Dr. Lektroluv a le sens du second degré. Il s’affiche comme fan de Derrick. Vêtu d’un costard argenté, il est affublé d’un masque de Derrick. De couleur verte. En fait, son casque n’est ni plus ni moins qu’un vieux téléphone blanc, comme dans la série allemande culte (NDR : enfin presque). Le concept a son style et au niveau de la performance, l’artiste n'a pas rencontré de problèmes pour enflammer un Marquee presque plein. Tantôt plus hard tantôt plus intimiste, les rythmes parviennent à envoûter le public. Et pour être complet, on précisera que les Belges de The Subs ont participé au set.
Après leur prestation accordée dans le cadre du ‘7 ans du Culture Club’ à Gand en compagnie de Bloody Betroots et co, MSTRKRFT a également livré un set entraînant, plaisant et relativement mainstream, dans un Marquee bondé. Au programme : une bonne partie de leurs compos, mais également de nos nationaux Sound of Stereo, ainsi que l'incontournable remix de « D.A.N.C.E. » qu’il va directement enchaîner par le « Da Funk » des Daft Punk. Le public est ravi. Jérémie aussi car il avait estimé le set précédent à Gand beaucoup plus ‘hard hitting’ et limite trop techno.
Tout comme la pluie, Deadmau5 démarre en trombe. Il porte un casque de souris. Son set est plus hard que prévu, nonobstant la succession de gros hits. Le jeu de scène est original. Les jeux de lumières sont excellents et son set VJ. A plusieurs reprises, il parvient à faire décoller son show. Notamment lors de « Daft Punk - Harder Faster Better Stronger ». Mais au fil du temps, l’enthousiasme s’atténue. En cause un style qui devient de plus en plus minimaliste. Il perd alors une bonne partie de son audience. Faut dire qu’au loin on peut entendre Steve Aoki qui semble être au meilleur de sa forme.
La course entre les scènes n’a pas permis d’assister à l’intégralité du set de DJ Matthew Herbert. Une chose est sûre, l’expression sonore était largement teintée de bon vieux funk, dans un dance hall à moitié plein ou à moitié vide, c’est selon. Alors que la pluie redouble d’intensité sur la Plaine de la Machine à Feu.
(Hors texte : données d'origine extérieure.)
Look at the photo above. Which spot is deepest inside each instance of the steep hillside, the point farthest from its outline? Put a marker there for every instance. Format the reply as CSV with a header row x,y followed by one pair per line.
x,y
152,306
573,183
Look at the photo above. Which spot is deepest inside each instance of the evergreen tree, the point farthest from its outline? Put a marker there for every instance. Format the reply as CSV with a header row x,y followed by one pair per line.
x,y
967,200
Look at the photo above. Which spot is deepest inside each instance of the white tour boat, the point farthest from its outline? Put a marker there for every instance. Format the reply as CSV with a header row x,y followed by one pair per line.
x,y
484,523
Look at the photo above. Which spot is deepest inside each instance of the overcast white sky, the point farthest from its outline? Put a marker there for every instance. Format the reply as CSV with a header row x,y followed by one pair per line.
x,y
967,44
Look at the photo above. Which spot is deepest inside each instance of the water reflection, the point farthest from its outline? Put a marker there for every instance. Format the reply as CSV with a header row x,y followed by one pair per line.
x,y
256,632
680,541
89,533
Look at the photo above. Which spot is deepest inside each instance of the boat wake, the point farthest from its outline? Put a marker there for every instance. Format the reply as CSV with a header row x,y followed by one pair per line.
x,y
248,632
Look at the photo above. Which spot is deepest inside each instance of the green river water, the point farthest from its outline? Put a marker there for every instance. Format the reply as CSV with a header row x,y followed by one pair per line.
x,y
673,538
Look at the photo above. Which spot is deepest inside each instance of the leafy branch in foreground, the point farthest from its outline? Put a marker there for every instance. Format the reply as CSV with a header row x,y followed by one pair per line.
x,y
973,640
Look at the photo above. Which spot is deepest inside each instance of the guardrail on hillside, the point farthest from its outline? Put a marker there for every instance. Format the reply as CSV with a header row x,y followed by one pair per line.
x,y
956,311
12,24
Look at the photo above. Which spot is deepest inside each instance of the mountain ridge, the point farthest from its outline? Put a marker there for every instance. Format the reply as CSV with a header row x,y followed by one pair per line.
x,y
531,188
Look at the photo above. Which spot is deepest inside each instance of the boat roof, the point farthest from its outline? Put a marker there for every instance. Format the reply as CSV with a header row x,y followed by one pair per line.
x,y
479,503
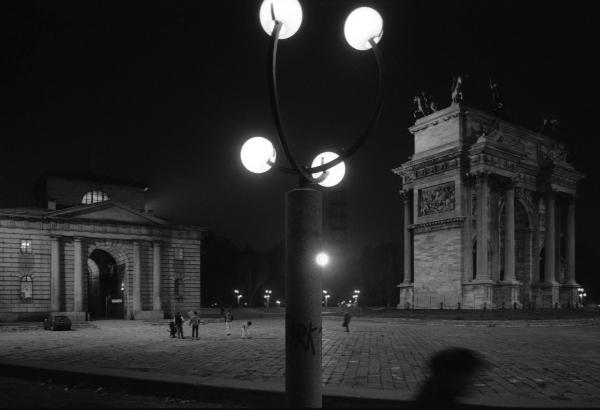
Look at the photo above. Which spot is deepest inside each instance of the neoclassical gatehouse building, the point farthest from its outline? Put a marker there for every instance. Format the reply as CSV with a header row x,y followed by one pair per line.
x,y
489,215
90,249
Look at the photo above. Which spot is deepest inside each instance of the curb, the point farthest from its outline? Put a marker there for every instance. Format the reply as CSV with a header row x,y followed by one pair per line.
x,y
242,392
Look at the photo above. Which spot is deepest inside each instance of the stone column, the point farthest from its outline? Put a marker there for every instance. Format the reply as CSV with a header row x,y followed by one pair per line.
x,y
509,235
407,237
570,279
55,274
77,276
156,304
550,241
483,192
137,278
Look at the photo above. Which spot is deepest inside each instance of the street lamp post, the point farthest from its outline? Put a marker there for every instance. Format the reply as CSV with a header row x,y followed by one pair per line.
x,y
326,296
363,29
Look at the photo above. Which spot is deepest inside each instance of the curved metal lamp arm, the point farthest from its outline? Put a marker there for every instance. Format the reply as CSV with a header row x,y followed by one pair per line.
x,y
366,133
305,172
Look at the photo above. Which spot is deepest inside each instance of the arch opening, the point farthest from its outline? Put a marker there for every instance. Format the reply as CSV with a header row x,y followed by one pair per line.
x,y
106,298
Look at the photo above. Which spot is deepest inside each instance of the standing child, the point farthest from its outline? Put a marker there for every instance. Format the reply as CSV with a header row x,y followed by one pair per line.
x,y
346,322
245,330
195,322
179,325
228,319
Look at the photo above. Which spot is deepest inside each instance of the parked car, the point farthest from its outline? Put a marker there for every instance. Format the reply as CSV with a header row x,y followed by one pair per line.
x,y
58,323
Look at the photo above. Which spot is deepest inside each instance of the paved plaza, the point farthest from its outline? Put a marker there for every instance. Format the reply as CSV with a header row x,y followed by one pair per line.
x,y
555,362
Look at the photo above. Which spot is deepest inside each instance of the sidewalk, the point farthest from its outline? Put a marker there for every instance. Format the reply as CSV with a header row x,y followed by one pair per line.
x,y
557,365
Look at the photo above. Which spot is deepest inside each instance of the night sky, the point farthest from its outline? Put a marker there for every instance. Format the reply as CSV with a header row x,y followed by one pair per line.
x,y
165,93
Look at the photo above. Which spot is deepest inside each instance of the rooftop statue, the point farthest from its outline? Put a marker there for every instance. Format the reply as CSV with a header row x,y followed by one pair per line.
x,y
496,99
457,95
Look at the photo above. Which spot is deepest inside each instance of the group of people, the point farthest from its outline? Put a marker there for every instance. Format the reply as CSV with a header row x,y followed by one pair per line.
x,y
176,325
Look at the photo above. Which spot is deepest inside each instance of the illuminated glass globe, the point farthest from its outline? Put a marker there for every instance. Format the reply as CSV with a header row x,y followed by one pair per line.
x,y
258,155
322,259
288,12
336,173
362,25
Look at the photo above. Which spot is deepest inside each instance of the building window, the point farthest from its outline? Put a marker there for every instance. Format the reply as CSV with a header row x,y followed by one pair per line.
x,y
93,197
26,287
26,246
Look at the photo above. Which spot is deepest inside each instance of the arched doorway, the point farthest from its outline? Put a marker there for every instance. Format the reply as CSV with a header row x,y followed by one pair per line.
x,y
105,286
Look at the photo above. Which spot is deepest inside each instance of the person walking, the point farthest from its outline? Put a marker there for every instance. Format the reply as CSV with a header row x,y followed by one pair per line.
x,y
228,319
346,322
246,330
195,322
179,325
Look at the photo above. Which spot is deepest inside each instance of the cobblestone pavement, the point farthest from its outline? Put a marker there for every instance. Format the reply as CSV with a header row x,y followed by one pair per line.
x,y
551,360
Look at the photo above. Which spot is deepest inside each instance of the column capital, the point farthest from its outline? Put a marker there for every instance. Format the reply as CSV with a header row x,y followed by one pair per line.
x,y
482,176
405,194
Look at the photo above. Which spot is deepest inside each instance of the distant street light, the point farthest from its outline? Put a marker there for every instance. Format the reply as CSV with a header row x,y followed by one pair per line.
x,y
363,29
238,296
355,296
326,296
268,296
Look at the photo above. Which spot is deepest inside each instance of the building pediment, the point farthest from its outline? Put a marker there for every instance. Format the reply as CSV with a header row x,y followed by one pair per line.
x,y
108,211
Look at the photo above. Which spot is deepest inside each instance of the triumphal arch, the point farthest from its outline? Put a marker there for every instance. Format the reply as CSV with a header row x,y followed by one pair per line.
x,y
489,215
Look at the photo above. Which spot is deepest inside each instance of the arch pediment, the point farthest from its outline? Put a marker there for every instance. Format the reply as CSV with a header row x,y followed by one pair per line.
x,y
108,211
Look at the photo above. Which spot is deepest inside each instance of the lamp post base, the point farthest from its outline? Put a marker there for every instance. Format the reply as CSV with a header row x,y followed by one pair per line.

Une pluie qui va finir par lasser Jérémie. Mais il n’était pas au bout de ses peines. Après deux heures du matin, il n’y a plus de navette pour rejoindre le parking. Il a donc fallu qu’il s’y rende à pied. Sous les trombes d’eau. Mais il en faut bien plus pour décourager vos dévoués reporters ; Jérémie et Sophie vous ont déjà réservé déjà de nombreux clichés dans notre rubrique ‘Photos’ ; et vous pourrez bientôt lire la suite des aventures de l’équipe de Musiczine, vécue lors de l’édition 2009 du festival de Dour… A suivre !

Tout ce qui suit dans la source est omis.